Auch Bauern offerieren
In vielen Gemeinden offerieren auch Bauern und Lohnunternehmer für die Übernahme des Winterdienstes. Denn Gemeinden die über keinen eigenen Maschinenpark verfügen, vergeben die Arbeiten in der Regel an Dritte. Genaue Zahlen darüber gibt es keine. Laut einer Umfrage von Lohnunternehmer Schweiz führen 54 Prozent der Lohnunternehmer auf irgendeine Weise Arbeiten für Gemeinden aus. Eine grosse Zahl davon dürfte auch im Winterdienst tätig sein.

Vieles abklären
Neben den rechtlichen Aspekten wie der Frage des Kontrollschildes (siehe Kasten) gilt es für Bauern, die in den Winterdienst einsteigen wollen, den Versicherungsschutz abzuklären.
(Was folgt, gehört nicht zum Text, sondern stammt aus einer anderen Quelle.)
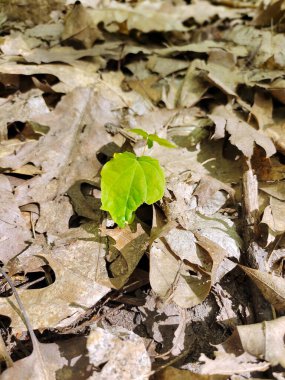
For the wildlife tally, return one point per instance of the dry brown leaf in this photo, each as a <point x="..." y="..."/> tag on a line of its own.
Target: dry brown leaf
<point x="208" y="187"/>
<point x="229" y="364"/>
<point x="121" y="351"/>
<point x="79" y="74"/>
<point x="131" y="246"/>
<point x="171" y="373"/>
<point x="272" y="287"/>
<point x="19" y="107"/>
<point x="78" y="27"/>
<point x="273" y="215"/>
<point x="43" y="363"/>
<point x="241" y="133"/>
<point x="193" y="86"/>
<point x="76" y="264"/>
<point x="14" y="231"/>
<point x="170" y="279"/>
<point x="276" y="189"/>
<point x="265" y="340"/>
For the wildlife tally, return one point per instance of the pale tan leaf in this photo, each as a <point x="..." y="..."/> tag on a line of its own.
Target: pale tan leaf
<point x="171" y="373"/>
<point x="242" y="134"/>
<point x="229" y="364"/>
<point x="76" y="287"/>
<point x="276" y="189"/>
<point x="14" y="232"/>
<point x="272" y="287"/>
<point x="78" y="27"/>
<point x="265" y="340"/>
<point x="43" y="363"/>
<point x="121" y="351"/>
<point x="193" y="86"/>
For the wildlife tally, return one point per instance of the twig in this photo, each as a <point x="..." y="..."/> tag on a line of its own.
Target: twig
<point x="254" y="253"/>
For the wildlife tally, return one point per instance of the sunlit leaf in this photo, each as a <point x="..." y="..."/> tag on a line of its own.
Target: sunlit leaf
<point x="129" y="181"/>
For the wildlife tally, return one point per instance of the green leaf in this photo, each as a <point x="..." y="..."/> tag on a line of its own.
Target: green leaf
<point x="128" y="181"/>
<point x="161" y="141"/>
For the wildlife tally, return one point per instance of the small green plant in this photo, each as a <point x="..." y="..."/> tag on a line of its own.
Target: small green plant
<point x="128" y="181"/>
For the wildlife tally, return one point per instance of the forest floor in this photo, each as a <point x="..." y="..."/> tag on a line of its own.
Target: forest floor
<point x="194" y="288"/>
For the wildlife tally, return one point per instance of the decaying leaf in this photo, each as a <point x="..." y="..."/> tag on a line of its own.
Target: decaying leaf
<point x="14" y="232"/>
<point x="241" y="133"/>
<point x="272" y="287"/>
<point x="76" y="287"/>
<point x="171" y="373"/>
<point x="121" y="351"/>
<point x="265" y="340"/>
<point x="43" y="363"/>
<point x="229" y="364"/>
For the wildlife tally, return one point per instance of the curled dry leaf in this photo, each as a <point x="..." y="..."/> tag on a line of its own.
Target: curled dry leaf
<point x="272" y="287"/>
<point x="76" y="287"/>
<point x="171" y="373"/>
<point x="43" y="363"/>
<point x="229" y="364"/>
<point x="265" y="340"/>
<point x="121" y="351"/>
<point x="243" y="135"/>
<point x="14" y="231"/>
Wer mit dem Schneepflug ein Auto oder gar eine Person touchiert, muss gut versichert sein. Auch die Investitionen in die nicht ganz billigen Anbaugeräte sollten gut kalkuliert werden. Wenn kein Schnee fällt, können auch keine Stunden verrechnet werden.
Von Vorteil ist es dann, wenn Bauern zumindest ihre Fahrzeuge, wie es Schiltrac-Geschäftsführer Peter Barmettler auf dem Gurnigel gesagt hat, sowohl im Sommer als auch im Winter auslasten können.

Die Frage des Kontrollschildes
Nicht immer ist klar, mit welchem Kontrollschild Landwirte für Gemeinden den Winterdienst ausüben dürfen. Laut Beratungsstelle für Unfallverhütung in der Landwirtschaft BUL sind folgende rechtliche Aspekte zu beachten:

Gewerblich eingelöste Fahrzeuge: Mit weissem Kontrollschild eingelöste gewerbliche Traktoren dürfen auch für die Schneeräumung ohne Einschränkung eingesetzt werden. Sie gelten als gewerbliche Fahrzeuge wie zum Beispiel Lastwagen oder Kommunalfahrzeuge.
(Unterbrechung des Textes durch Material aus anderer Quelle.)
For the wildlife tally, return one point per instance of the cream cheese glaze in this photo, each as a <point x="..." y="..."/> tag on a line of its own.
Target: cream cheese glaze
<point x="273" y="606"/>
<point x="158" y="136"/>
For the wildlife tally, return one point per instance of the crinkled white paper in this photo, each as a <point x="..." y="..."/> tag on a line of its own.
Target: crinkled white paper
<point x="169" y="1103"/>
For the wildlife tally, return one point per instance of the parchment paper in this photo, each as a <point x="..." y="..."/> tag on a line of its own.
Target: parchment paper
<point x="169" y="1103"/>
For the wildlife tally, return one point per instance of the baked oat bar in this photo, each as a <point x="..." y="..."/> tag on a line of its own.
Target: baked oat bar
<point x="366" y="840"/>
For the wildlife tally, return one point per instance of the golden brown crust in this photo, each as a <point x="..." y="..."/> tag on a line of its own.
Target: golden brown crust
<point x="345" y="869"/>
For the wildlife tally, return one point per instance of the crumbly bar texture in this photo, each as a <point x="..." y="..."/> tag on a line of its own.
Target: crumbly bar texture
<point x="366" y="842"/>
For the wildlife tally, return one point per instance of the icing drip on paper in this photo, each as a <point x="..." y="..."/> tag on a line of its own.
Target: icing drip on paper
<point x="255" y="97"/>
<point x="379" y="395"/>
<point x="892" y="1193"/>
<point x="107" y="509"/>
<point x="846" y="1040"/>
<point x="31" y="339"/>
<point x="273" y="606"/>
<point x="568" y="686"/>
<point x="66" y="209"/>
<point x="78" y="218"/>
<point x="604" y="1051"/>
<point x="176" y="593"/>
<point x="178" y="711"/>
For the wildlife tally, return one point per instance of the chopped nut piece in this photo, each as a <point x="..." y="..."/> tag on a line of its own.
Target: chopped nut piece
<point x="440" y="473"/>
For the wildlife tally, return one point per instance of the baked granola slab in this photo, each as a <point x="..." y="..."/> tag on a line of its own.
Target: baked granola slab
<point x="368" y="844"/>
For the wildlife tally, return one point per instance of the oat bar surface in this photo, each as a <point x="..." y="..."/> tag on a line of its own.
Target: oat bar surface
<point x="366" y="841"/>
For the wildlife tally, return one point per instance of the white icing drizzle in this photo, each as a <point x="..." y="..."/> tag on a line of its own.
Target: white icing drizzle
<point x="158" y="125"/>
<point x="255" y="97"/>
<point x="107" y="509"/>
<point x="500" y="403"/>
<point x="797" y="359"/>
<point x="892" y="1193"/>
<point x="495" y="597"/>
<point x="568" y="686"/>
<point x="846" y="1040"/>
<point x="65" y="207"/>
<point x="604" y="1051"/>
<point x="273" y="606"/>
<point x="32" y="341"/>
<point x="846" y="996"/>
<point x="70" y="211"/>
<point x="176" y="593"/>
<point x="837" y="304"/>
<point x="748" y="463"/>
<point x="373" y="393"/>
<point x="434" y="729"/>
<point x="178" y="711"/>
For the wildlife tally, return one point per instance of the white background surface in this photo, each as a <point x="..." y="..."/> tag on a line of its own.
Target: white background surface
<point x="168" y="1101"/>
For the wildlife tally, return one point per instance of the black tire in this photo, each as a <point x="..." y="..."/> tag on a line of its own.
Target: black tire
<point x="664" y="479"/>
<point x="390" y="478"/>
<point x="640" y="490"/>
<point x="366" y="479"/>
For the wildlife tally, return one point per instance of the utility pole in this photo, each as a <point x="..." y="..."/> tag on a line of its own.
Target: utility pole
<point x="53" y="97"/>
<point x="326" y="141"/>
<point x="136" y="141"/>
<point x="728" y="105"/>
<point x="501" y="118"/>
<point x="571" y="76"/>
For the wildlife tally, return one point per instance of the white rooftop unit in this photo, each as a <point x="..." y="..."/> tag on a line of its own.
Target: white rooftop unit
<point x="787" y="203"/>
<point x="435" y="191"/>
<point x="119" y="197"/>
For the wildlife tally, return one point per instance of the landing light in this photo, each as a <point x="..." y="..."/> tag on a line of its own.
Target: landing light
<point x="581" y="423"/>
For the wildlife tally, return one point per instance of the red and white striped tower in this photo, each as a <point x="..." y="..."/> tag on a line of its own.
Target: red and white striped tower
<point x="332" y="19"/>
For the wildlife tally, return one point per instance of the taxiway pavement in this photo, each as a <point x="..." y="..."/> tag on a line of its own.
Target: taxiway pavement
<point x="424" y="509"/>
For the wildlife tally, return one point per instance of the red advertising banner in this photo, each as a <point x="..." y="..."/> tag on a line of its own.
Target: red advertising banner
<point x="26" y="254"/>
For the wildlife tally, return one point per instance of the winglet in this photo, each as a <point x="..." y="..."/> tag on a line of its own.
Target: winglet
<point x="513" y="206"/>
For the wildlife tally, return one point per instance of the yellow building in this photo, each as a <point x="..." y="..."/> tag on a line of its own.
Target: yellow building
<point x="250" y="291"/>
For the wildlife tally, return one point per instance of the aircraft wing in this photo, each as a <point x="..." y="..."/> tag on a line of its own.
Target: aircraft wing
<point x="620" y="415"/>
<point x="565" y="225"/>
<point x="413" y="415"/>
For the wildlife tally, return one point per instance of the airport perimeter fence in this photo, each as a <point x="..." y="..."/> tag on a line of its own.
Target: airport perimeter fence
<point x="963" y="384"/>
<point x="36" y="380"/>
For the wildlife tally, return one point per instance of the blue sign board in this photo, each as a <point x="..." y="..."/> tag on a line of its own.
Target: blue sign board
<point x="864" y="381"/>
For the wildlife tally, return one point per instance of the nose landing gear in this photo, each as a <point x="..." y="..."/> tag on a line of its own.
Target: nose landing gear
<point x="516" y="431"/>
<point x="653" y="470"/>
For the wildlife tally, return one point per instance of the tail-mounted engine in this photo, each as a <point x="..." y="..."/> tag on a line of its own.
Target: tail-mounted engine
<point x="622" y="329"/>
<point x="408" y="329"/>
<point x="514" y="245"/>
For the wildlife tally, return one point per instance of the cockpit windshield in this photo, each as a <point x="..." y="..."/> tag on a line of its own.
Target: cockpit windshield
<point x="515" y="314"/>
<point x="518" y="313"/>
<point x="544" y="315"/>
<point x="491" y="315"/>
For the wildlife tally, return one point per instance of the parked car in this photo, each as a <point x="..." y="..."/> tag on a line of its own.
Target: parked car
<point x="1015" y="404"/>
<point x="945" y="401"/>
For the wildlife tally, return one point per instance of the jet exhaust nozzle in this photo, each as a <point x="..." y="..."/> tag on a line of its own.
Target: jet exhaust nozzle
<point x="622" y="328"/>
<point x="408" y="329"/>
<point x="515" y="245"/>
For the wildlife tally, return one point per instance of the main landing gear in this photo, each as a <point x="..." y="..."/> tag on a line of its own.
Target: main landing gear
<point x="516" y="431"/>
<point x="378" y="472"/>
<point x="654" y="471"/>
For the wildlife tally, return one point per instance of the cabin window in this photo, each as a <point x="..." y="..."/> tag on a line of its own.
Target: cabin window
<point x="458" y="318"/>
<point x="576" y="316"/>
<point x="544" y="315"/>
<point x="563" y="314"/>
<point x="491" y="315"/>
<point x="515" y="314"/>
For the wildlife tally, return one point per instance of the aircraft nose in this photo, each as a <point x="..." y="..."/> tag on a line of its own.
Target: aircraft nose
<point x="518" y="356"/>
Landwirtschaftlich eingelöste Fahrzeuge: Traktoren, Transporter, Zweiachsmäher oder Hoflader mit grünem Kontrollschild dürfen grundsätzlich nur im Zusammenhangmit der Bewirtschaftung eines Betriebes mit Landwirtschaft, Forstwirtschaft, Gemüse-, Obst und Weinbau sowie Gärtnereien und Imkereien betrieben werden. Somit sind auch alle Schneeräumarbeiten erlaubt, die für die Bewirtschaftung des Betriebes erforderlich sind, wie etwa das Räumen der Hofzufahrt, des Hofareales, der Feld- und Waldwege. Diese Arbeiten dürfen auch im Lohn für andere berechtigte Betriebe erfolgen.
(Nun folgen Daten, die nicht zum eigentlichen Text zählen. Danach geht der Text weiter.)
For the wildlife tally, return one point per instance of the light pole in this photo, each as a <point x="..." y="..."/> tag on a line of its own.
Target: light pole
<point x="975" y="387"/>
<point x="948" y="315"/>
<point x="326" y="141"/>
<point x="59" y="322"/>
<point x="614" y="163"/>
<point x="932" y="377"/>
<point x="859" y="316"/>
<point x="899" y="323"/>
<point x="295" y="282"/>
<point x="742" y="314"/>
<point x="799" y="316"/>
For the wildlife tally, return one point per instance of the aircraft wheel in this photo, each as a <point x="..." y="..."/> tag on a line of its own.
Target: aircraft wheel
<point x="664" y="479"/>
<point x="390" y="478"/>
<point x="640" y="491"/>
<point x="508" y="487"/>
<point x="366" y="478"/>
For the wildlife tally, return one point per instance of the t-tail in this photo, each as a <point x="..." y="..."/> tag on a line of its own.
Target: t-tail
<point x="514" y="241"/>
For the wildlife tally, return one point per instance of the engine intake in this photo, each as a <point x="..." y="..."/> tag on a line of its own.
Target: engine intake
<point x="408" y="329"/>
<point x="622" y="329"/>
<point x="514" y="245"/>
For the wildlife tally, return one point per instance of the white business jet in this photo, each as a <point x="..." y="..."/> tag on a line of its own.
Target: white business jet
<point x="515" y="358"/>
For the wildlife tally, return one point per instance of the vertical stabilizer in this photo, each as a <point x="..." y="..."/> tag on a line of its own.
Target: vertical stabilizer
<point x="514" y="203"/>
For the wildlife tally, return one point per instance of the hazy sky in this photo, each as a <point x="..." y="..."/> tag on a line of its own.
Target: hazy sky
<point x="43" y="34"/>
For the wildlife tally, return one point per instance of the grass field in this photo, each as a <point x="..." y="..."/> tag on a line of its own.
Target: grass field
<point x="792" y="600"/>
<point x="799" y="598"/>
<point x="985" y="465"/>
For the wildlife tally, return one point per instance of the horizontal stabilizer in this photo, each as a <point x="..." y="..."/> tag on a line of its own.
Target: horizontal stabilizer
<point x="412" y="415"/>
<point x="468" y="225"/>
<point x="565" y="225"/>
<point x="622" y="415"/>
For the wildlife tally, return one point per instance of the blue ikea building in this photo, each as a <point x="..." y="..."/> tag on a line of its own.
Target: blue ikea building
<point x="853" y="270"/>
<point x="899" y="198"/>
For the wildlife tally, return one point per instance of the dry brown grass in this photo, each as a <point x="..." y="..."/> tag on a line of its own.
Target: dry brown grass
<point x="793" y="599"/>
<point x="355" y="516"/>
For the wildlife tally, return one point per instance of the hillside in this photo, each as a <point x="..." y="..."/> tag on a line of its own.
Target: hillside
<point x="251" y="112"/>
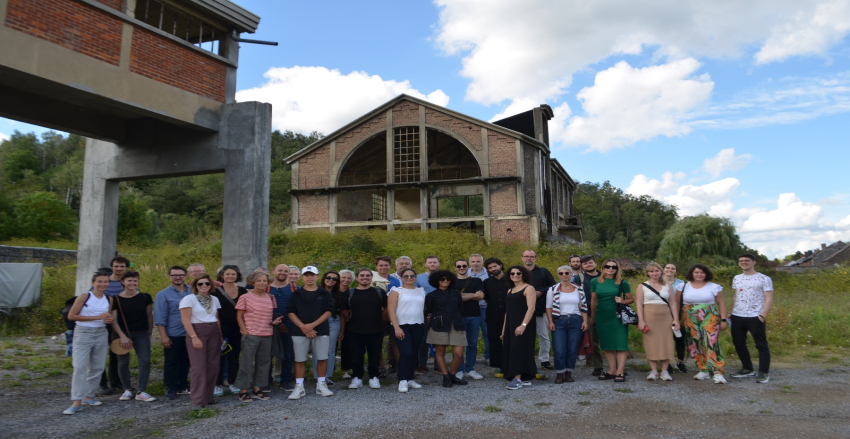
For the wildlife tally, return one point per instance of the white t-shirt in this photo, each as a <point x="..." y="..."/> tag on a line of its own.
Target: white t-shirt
<point x="697" y="296"/>
<point x="650" y="298"/>
<point x="411" y="305"/>
<point x="749" y="294"/>
<point x="199" y="314"/>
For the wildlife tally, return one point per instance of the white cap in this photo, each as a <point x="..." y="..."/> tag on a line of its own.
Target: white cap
<point x="310" y="269"/>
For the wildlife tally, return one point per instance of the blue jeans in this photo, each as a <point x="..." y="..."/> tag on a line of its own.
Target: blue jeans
<point x="565" y="339"/>
<point x="471" y="326"/>
<point x="334" y="336"/>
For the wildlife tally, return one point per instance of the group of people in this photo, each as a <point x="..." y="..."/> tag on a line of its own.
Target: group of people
<point x="241" y="337"/>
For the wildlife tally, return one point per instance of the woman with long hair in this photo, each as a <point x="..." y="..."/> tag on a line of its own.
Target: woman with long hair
<point x="655" y="316"/>
<point x="704" y="314"/>
<point x="609" y="290"/>
<point x="519" y="330"/>
<point x="406" y="307"/>
<point x="132" y="315"/>
<point x="91" y="312"/>
<point x="228" y="295"/>
<point x="330" y="282"/>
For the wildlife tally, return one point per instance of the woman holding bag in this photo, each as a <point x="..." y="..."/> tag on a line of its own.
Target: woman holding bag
<point x="655" y="316"/>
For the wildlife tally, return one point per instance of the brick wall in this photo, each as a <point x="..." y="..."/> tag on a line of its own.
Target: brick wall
<point x="313" y="209"/>
<point x="69" y="24"/>
<point x="468" y="131"/>
<point x="168" y="62"/>
<point x="520" y="230"/>
<point x="406" y="113"/>
<point x="502" y="154"/>
<point x="313" y="168"/>
<point x="356" y="135"/>
<point x="503" y="199"/>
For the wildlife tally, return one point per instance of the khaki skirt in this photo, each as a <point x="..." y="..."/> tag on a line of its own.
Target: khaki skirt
<point x="452" y="338"/>
<point x="658" y="341"/>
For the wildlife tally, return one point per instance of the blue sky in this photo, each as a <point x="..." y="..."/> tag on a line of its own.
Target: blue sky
<point x="738" y="110"/>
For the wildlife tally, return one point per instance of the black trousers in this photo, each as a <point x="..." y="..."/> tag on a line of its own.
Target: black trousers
<point x="362" y="344"/>
<point x="175" y="370"/>
<point x="753" y="325"/>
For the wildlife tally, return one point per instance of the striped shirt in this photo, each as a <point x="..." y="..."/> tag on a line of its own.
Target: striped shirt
<point x="258" y="313"/>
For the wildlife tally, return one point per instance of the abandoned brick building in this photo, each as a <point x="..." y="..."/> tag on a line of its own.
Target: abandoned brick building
<point x="412" y="164"/>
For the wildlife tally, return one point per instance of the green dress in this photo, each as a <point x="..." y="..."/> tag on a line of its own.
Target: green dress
<point x="613" y="335"/>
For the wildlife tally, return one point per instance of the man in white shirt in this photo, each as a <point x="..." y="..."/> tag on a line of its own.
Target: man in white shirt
<point x="753" y="300"/>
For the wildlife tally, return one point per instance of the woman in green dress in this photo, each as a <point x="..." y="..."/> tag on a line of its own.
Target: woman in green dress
<point x="607" y="291"/>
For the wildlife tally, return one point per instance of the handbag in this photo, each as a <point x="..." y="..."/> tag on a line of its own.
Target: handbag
<point x="115" y="346"/>
<point x="625" y="313"/>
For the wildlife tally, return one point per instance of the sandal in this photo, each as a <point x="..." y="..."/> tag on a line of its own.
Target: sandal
<point x="260" y="395"/>
<point x="605" y="376"/>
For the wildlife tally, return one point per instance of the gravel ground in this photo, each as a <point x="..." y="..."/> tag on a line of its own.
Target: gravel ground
<point x="798" y="402"/>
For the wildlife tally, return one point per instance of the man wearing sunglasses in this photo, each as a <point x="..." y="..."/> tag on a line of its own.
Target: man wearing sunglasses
<point x="541" y="280"/>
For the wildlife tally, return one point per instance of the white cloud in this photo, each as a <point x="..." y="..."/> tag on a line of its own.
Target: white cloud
<point x="626" y="104"/>
<point x="725" y="160"/>
<point x="808" y="34"/>
<point x="302" y="96"/>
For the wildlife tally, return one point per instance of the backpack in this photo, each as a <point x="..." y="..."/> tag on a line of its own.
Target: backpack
<point x="71" y="324"/>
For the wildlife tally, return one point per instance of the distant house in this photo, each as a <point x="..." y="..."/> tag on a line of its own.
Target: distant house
<point x="411" y="164"/>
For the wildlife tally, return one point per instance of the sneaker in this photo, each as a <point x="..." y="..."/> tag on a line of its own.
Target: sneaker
<point x="143" y="396"/>
<point x="71" y="410"/>
<point x="515" y="384"/>
<point x="322" y="389"/>
<point x="702" y="376"/>
<point x="298" y="393"/>
<point x="374" y="383"/>
<point x="743" y="373"/>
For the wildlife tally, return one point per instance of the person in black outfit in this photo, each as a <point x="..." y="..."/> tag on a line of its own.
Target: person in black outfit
<point x="443" y="313"/>
<point x="495" y="292"/>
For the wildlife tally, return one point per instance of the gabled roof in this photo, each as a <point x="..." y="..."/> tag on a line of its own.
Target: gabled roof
<point x="403" y="97"/>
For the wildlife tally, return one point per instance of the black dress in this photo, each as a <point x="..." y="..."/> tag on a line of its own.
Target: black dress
<point x="518" y="354"/>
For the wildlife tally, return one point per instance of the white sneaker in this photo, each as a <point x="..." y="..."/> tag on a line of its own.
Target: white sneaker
<point x="356" y="383"/>
<point x="298" y="392"/>
<point x="322" y="389"/>
<point x="702" y="376"/>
Bewilligungspflichtiger Einsatz für eine Gemeinde: Sofern niemand mit einem gewerblich eingelösten Fahrzeug die Schneeräumung von Gemeindestrassen übernehmen will, hat die Gemeinde die Möglichkeit, beim Strassenverkehrsamt eine Sonderbewilligung zu beantragen, damit Fahrzeuge mit grünem Kontrollschild eingesetzt werden dürfen. Nicht zulässig ist der Einsatz eines grün eingelösten Fahrzeuges zum Räumen privater und gewerblicher Areale.